Мы все еще сидели в кафе… Со стороны можно было подумать, что мы уже напились и у нас попросту не хватает сил подняться из-за стола. И все-таки мы продолжали пить кофе, есть пирожные и слушать музыку. А в нескольких кварталах от кафе, в котором мы сидели, на мостовой валялись трупы. Почему этих людей убили? За что они умерли? Кто предопределил их смерть? А мы, сидящие теперь в кафе, почему мы остались живы? Какое значение и какой смысл имеет наша жизнь? Жить только для того, чтобы жить? На дворе уже ночь. Но скоро наступит день. Потом снова ночь. И так далее… И так далее… До каких пор?
пела певичка.
Беда не в том, что прогнил и погибнет березовый крест. Невыносимо было то, что гибли люди. Впрочем, одни гибли, а другие рождались. В газетах печатались таблицы, доказывающие небывалый рост рождаемости. Настанет день, когда на земном шаре будет столько людей, что они вынуждены будут стоять, плотно прижавшись друг к другу. Вот тогда начнется совершенно новая жизнь…
Я случайно посмотрел на Людовика Скимбашу. Его почему-то лихорадило. Потом он стал жаловаться вслух:
— Живот болит! Хотя я и гениален, у меня, как и у обыкновенных людей, лишенных таланта, есть и желудок, и кишки… И вот, представьте, у меня заболел живот!
Рацэ презрительно посоветовал:
— Зачем ты нам об этом рассказываешь? Иди в уборную!
Скимбашу ушел. Но вскоре он вернулся и, наклонившись к Диоклециану, зашептал ему на ухо:
— Одолжи мне пять лей! Не спрашивай, для чего они мне нужны… Умоляю — пять лей!
Диоклециан не стал ни о чем спрашивать. Он порылся в кармане, нашел пять лей и отдал их Скимбашу. Тот схватил деньги и, забыв поблагодарить, помчался назад, в уборную. Я вопросительно посмотрел на Диоклециана. Он сказал:
— Ты не понял? Там… надеюсь, ты представляешь себе, где именно… Там сидит немая… Понимаешь? Несчастная немая женщина, которая за пять лей…

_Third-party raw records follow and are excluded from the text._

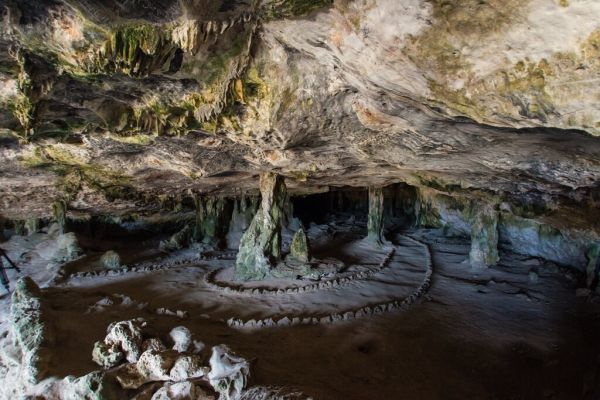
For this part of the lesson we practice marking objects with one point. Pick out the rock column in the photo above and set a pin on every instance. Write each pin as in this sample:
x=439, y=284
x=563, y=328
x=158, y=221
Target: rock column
x=260, y=246
x=212, y=220
x=484, y=237
x=375, y=222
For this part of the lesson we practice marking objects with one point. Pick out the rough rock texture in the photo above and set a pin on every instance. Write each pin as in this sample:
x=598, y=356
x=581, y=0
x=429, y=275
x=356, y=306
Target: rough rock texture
x=212, y=220
x=64, y=249
x=592, y=272
x=111, y=259
x=484, y=237
x=375, y=221
x=31, y=331
x=178, y=240
x=244, y=209
x=300, y=247
x=124, y=339
x=229, y=373
x=260, y=247
x=110, y=106
x=93, y=386
x=166, y=365
x=96, y=385
x=59, y=208
x=181, y=391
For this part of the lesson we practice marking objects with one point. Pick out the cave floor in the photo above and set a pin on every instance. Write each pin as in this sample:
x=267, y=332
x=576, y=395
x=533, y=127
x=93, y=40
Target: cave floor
x=502, y=333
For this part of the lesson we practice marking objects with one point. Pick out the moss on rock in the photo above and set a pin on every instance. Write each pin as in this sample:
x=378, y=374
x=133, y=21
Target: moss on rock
x=260, y=246
x=484, y=237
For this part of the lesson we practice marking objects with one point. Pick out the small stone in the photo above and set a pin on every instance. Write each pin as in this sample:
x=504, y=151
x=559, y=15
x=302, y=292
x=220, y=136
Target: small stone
x=533, y=277
x=583, y=292
x=182, y=338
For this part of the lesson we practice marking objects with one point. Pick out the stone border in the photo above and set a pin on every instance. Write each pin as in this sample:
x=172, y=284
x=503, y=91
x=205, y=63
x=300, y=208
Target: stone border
x=209, y=280
x=369, y=310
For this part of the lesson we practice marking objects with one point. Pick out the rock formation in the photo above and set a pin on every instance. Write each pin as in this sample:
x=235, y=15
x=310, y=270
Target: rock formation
x=300, y=247
x=375, y=221
x=32, y=331
x=111, y=260
x=260, y=247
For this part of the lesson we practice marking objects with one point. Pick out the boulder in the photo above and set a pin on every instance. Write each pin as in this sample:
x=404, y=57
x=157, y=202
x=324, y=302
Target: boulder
x=300, y=247
x=154, y=366
x=32, y=333
x=181, y=391
x=260, y=246
x=124, y=337
x=229, y=373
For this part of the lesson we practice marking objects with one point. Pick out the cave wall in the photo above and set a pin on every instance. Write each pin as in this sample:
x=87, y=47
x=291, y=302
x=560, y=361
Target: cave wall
x=519, y=230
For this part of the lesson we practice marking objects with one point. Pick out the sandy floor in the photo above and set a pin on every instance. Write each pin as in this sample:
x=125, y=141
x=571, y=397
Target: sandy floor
x=497, y=334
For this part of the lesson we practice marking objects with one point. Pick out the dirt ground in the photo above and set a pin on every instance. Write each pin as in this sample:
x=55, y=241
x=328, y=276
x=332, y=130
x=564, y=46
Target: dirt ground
x=514, y=331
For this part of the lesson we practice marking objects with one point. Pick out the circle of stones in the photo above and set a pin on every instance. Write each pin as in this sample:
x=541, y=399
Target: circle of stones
x=400, y=304
x=210, y=280
x=148, y=266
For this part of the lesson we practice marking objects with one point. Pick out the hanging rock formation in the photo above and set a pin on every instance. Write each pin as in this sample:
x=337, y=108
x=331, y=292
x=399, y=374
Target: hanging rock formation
x=260, y=247
x=212, y=220
x=375, y=222
x=300, y=247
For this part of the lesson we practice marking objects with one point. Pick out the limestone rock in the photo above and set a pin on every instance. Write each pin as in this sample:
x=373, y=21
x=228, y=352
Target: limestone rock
x=181, y=391
x=166, y=365
x=123, y=337
x=484, y=237
x=153, y=344
x=212, y=220
x=31, y=330
x=59, y=208
x=93, y=386
x=66, y=248
x=593, y=256
x=375, y=221
x=178, y=240
x=300, y=247
x=107, y=355
x=111, y=260
x=260, y=247
x=229, y=373
x=182, y=338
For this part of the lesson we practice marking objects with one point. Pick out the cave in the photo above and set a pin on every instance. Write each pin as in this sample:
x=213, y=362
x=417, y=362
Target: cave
x=296, y=199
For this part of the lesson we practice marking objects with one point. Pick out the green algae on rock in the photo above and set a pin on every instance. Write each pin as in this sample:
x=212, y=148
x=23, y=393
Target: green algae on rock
x=260, y=246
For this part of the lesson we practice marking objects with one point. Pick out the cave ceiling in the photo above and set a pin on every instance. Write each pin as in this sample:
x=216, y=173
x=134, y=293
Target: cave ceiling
x=109, y=103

Под сугробами исчезнет! Все мы когда-нибудь исчезнем, превратимся в горсть праха. И все это знают. И забывают. Или притворяются, что забывают. За пять лей… Немая! За пять лей, немая… Другие делают это за большие деньги. Иногда за платье. Иногда за целое поместье. Или за поездку в Париж… А немая — за пять лей. Только за пять лей… Немая… Немая… Немая… Многие смотрят на нее с презрением. Многие не считают ее человеком…

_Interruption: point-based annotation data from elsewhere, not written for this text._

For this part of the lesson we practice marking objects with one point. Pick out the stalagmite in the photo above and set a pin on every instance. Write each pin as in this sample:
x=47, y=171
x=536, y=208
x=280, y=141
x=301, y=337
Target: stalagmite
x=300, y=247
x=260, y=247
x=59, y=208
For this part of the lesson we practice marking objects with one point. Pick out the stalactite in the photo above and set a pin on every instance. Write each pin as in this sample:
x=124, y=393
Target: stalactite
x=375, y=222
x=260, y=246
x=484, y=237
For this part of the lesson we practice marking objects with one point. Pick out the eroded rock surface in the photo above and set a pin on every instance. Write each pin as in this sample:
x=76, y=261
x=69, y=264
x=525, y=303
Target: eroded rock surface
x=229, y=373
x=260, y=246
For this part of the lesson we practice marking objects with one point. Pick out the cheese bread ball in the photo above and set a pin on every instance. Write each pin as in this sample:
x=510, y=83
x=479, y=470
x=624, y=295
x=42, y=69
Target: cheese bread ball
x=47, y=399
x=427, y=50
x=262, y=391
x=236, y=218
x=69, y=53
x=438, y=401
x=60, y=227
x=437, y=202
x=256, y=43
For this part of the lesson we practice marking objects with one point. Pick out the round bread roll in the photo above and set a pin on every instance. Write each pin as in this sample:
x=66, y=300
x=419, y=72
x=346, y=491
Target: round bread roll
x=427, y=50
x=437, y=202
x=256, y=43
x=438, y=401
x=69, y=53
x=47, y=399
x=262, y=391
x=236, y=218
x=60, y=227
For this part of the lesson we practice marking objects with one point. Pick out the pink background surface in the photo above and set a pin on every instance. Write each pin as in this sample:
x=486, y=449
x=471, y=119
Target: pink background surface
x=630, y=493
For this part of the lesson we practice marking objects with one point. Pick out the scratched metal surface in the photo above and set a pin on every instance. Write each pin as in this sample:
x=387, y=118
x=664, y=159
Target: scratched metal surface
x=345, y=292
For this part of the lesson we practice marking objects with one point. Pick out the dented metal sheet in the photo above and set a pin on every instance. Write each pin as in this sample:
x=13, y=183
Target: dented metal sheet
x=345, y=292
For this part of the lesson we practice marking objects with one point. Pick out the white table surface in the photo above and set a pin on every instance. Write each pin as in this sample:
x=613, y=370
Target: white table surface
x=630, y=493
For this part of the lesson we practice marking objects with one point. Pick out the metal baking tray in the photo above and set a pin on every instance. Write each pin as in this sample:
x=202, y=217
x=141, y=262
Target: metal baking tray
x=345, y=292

Я попросил Диоклециана, пригласившего меня в кафе, заплатить по моему счету и, попрощавшись, вышел на улицу. Холодный ночной воздух мгновенно оживил меня. Каля Викторией была пуста. Я направился вниз, по направлению к Дымбовице. Решил пойти туда, где лежат убитые. Я все ускорял шаги. Я хотел видеть мертвых, чтобы, прикоснувшись к их смерти, найти в себе силы жить дальше, жить дальше этой жалкой жизнью…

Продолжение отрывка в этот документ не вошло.